WOODLAND HILLS – Tak Miyagishima, Panavision senior vice president of engineering, who received an Academy Award in 2005 for his pioneering achievements in film optics passed away on Aug. 4. He was 83.
“Tak’s technical and professional accomplishments are well documented, but equally important was his quiet and thoughtful leadership. The knowledge and instruction he shared with his colleagues will be a lasting legacy, and Tak will always be remembered and admired within Panavision,” said John Suh, president and CEO of Panavision.
Miyagishima was one of the first employees hired in 1955 by Robert Gottschalk, founder of Panavision. From 1955-2011, he was involved in the design of many Panavision products that changed the way motion pictures were made, and most notably for the design of the Panavision optics that gained worldwide recognition during his tenure. His legacy is permanently imprinted on the company as the designer of the famous Panavision logo.

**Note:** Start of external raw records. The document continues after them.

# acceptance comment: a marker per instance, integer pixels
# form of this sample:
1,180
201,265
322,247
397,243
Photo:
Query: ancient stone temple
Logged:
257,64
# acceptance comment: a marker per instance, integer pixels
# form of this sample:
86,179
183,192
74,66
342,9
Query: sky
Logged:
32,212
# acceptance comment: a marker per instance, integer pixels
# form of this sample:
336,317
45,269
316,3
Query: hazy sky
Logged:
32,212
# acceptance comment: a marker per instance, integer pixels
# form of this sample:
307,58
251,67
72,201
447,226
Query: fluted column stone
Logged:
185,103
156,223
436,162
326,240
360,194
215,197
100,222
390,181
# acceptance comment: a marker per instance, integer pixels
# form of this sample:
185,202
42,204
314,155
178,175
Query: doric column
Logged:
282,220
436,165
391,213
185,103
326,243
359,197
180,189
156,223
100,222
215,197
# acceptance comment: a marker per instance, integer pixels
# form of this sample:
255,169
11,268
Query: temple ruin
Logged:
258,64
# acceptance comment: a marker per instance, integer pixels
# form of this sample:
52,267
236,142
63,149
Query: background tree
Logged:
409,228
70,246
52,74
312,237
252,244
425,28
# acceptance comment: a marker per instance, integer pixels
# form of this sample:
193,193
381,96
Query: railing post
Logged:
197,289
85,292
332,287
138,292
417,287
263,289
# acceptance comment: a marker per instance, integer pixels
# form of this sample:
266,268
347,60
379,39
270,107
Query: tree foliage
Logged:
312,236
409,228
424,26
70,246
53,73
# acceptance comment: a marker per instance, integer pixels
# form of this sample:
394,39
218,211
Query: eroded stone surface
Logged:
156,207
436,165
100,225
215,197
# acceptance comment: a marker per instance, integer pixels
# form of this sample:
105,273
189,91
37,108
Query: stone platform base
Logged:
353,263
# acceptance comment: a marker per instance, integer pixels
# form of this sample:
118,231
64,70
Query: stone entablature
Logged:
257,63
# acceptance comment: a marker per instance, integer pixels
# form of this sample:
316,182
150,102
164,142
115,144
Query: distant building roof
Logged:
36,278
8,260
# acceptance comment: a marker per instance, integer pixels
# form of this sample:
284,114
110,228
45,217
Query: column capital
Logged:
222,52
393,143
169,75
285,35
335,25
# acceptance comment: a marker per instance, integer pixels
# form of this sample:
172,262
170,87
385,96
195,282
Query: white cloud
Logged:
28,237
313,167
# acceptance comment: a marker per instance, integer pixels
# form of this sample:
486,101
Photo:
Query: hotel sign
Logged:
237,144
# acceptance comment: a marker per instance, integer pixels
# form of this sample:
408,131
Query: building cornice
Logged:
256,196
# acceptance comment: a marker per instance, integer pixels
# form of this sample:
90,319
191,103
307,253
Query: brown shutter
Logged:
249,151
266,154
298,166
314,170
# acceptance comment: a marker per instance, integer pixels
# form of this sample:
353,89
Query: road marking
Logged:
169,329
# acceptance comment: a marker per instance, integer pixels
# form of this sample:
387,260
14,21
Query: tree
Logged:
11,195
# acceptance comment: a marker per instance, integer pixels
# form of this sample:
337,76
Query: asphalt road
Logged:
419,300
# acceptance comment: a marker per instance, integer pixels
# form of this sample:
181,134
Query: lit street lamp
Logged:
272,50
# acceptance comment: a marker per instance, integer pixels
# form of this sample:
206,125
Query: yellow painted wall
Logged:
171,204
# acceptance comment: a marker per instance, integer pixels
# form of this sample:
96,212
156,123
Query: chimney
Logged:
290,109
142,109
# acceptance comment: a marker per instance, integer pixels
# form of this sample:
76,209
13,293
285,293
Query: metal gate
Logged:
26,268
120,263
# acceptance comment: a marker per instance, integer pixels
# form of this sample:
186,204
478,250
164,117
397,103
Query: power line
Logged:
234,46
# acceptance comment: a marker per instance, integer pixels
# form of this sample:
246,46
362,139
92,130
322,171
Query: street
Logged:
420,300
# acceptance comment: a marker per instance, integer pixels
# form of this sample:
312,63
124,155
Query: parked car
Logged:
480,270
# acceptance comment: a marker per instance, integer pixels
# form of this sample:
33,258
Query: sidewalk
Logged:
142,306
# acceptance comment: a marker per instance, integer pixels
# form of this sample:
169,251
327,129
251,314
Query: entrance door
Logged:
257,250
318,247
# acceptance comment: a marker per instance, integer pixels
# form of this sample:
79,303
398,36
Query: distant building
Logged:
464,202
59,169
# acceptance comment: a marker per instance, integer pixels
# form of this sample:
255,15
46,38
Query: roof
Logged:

Miyagishima was born in Gardena on March 15, 1928 and lived on Terminal Island. When World War II broke out, he and his family moved to Utah.
Originally hired as a draftsman, Miyagishima quickly became the lead mechanical designer for Panavision’s growing line of optics. His first project was the mechanical design of the Super Panatar projection lens (1955), which allowed theater owners to project multiple widescreen formats. Together with Walter Wallin, he designed the Micro Panatar Printing Lens (1955) used by film laboratories to produce film release prints from the numerous negative formats in use at that time.
Following that was the 65mm Ultra and Super Panavision camera systems, including both studio and hand-held cameras and accompanying lenses. Again with Wallin, he oversaw the design and development of the Panavision Panatar anamorphic lenses (1958) for widescreen photography.
In 1960, Miyagishima was instrumental in the design of the famous “Lawrence of Arabia” telephoto lens (the “mirage” lens), which captured the iconic shot of Omar Sharif emerging from the desert. In 1967, he was involved in the design of the blimp housing for the 35mm Mitchell camera, which became known as the Panavision Silent Reflex Camera (PSR).
For the next several decades, Miyagishima focused his attention on the development of Panavision optics, which included several series of 35mm spherical and anamorphic lenses, culminating in the mechanical design of the ground-breaking Primo lens series. His involvement in technological advancement included all facets of Panavision’s engineering and development process. His contributions were instrumental in setting many SMPTE (Society of Motion Picture and Television Engineers) standards, including the standard for 35mm 3-perf capture, which has been used by the television industry since the mid-1980s.
Even though the majority of Miyagishima’s career was during the film era, he continued to be actively involved as Panavision transitioned from film into digital capture.
“Tak was probably best known professionally for his numerous contributions to the development of the widescreen cinema. What is less well-known are his myriad contributions to the development of electronic cinematography that continued until his final illness. We have lost a valued colleague and a wonderful friend,” said John Galt, senior vice president of Panavision Advanced Digital Imaging.
During his long history at Panavision, Miyagishima was a member of many organizations, including the American Society of Cinematographers, SMPTE, the Academy’s Science and Technology Committee and the International Standards Organization (ISO). In July, Miyagishima was given a copy of his oral history, of which the only other two copies reside in the Academy’s Margaret Herrick Library and at the Pickford.
Miyagishima has been presented with multiple awards over the course of his career, including a Fuji Gold Medal, an Emmy statuette and the ASC’s President Award (received with Al Mayer Sr., Panavision). In 1999, he received the John A. Bonner Medal of Commendation from the Academy, and in 2005 he was awarded the highest honor from the Academy, an Oscar statuette, the Gordon E. Sawyer Award, which is given to a select group of people for their contributions the industry.
As someone who was present at the birth of the company, Miyagishima’s influence on Panavision’s iconic rise is only surpassed by the respect he earned during his career from his peers and fellow employees. “Tak was a mentor to generations, myself included. One of Tak’s greatest attributes was his willingness and eagerness to share his vast accumulation of knowledge he acquired over five decades in this industry,” said Dave Kenig, long-term employee and friend.
Phil Radin, executive vice president of worldwide marketing, added, “Tak was one of those rare individuals whose life made such a positive impact on many different levels. He was a supportive and loving husband, raised wonderful children, and had a vast and meaningful impact on the industry he chose to work in. He also had a long and fruitful life.”
He is survived by his wife, Yoshie; sons, Daryl, Bryan, and Paul; and grandsons, Nathan, Miles, and Matthew.